Я тоже было собрался на радостях спеть, но передумал, вдруг полный важности, сознательности. Я нашел нужным открыть им, чтобы оправдать приглашение, от которого мне кровь в голову бросилась, что в моем лице они пригласили одного из замечательнейших докторов Парижского округа. Они, конечно, не могли этого подозревать, судя по моей одежде. Ни по скромности моих спутников. Как только они узнали, кто я, они пришли в восторг, они были польщены, каждый из них начал поверять мне мелкие недочеты своего тела; я воспользовался этим, чтобы подойти поближе к пухленькой дочке подрядчика, которая страдала крапивницей и кислой отрыжкой при каждом удобном случае.
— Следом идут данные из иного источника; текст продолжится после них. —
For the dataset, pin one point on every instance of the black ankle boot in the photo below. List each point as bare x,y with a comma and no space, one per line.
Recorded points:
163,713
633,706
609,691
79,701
Когда нет привычки к приятностям еды и комфорта, вы легко пьянеете от них. Правда охотно вас покидает. Вылезаешь из ежедневных унижений, стараясь, как Робинзон, очутиться на уровне богачей посредством лжи, этой монеты бедняков. Стыдишься своего не очень-то выхоленного тела, изъянов своего скелета. Я не мог решиться показать им мою правду; она была недостойна их, как мой зад. Мне надо было во что бы то ни стало произвести хорошее впечатление.
Робинзон носил темные очки, и за ними не было видно, что у него с глазами. Мы щедро объяснили его несчастье войной. И тогда уж мы совсем укрепились в нашем социальном положении, патриотически поднялись до их уровня.